# Water evaporation



## uksub (Dec 1, 2008)

Hi Chaps......Sorry if you all ready read this in the skimmer forum, I screwed up!!

I am just setting up my first marine tank, a 180g (72x24x24). I have it reef ready plumbed to a 40g sump, currently just circulating fresh water to check out my pipework / ancillaries for leaks etc. I do not have any skimmer in place as yet. I have no lights or canopy on the main tank and no cover on the sump. I do have a submersible heater in the sump, which is currently only managing to keep the water temp @ 62F
My question is, how much water should I be loosing to evaporation? I seem to be loosing a bit and thought it a bit surprising at this time of year with ambient room temps at around 60 - 65F ish
Neither tank appears to leak, I checked for damp patches all around the main tank support cabinet, there are no signs of water around the sump.
Any input / ideas would be greatly appreciated.
As always...Thanks in advance


----------



## onefish2fish (Jul 22, 2008)

your going to be loosing water daily due to evap. 
winter is the time of year when you see it worst but summer still causes evap too from heat. you'll prob. see more when you add your lights and raise that temp up. 
your going to have to top off daily with fresh RO water or invest in an auto top off unit.


----------



## Kellsindell (Sep 15, 2008)

Every tank will evap a different amount of water. Lights, flow, ambient temp, tank temp all play factors. I lose about a gallon a day in my 55g (it's a bit less then that) so i'd imagine in your 180 +30g you'll probably lose 3g to say the least. You can pour the water into the sump every day and make sure you have a lineto where you always want the water to stay. Do this to keep the SG from getting all kinds of jacked up. Also, in the sump, you want to leave space for water in case you have to turn off the pumps. Do a test run. Turn off the return pumps and make sure that in the off position you dont over flow the sump. You do this because if, and when the power goes out, it doesn't cause a flood and get all your carpet/tile/wood floor all wet.

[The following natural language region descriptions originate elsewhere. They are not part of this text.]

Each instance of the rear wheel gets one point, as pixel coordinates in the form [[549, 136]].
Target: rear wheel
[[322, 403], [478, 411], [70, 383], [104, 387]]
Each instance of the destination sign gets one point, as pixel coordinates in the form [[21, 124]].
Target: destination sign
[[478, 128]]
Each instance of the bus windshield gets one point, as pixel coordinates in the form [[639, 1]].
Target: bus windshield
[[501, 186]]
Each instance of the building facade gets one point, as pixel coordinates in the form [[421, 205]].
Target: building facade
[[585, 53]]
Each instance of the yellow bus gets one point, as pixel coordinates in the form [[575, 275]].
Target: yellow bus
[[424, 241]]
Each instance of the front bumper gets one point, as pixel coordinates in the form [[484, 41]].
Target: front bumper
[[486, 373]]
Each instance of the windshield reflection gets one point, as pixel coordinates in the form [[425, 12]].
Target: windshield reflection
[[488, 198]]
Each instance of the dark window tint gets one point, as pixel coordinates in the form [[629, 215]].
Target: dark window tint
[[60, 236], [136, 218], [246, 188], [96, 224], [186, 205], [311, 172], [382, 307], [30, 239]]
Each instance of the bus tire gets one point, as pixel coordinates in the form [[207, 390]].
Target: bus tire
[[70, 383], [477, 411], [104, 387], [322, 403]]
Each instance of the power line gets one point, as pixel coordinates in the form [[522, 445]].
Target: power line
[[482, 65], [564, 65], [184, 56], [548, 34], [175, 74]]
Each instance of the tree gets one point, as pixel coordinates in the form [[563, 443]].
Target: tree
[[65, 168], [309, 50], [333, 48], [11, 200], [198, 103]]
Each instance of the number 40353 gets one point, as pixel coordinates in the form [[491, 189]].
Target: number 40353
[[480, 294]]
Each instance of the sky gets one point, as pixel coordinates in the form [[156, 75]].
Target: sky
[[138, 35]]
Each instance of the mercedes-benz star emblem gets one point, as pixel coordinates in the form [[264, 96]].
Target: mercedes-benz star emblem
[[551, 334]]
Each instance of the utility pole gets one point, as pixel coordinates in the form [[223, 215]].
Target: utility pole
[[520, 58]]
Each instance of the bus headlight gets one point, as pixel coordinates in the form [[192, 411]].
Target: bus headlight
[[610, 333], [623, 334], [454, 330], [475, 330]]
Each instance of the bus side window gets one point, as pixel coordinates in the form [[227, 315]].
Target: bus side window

There's another thing you can do. which is the preferance to many hobbiest and that's Auto-Topoffs. They are wonderful gadgets that top the water off for you, as long as you have the water resevior full. You can look at many of them here. it's a very well known company that has a great reputation. If you can DIY you'll save yourself a ton of money in the hobby, but if not there are instructions on how to put this together, and reading this now will make no sense, but later it will, get a top-off with double float switches for added ensurance.


----------



## Tyyrlym (Jun 1, 2008)

You'll lose more water to evaporation when the air is dry than when its wet.

Right now in the dead of winter I lose probably half again to twice as much water to evaporation than I do during the summer. Why? The air is dry as a bone right now and in the summer it's hot and humid.


----------



## Kellsindell (Sep 15, 2008)

Too right try in Texas where it gets over 100F and it's humid, but oddly enough i evap almost the same. The diff is very unnoiticeable.


----------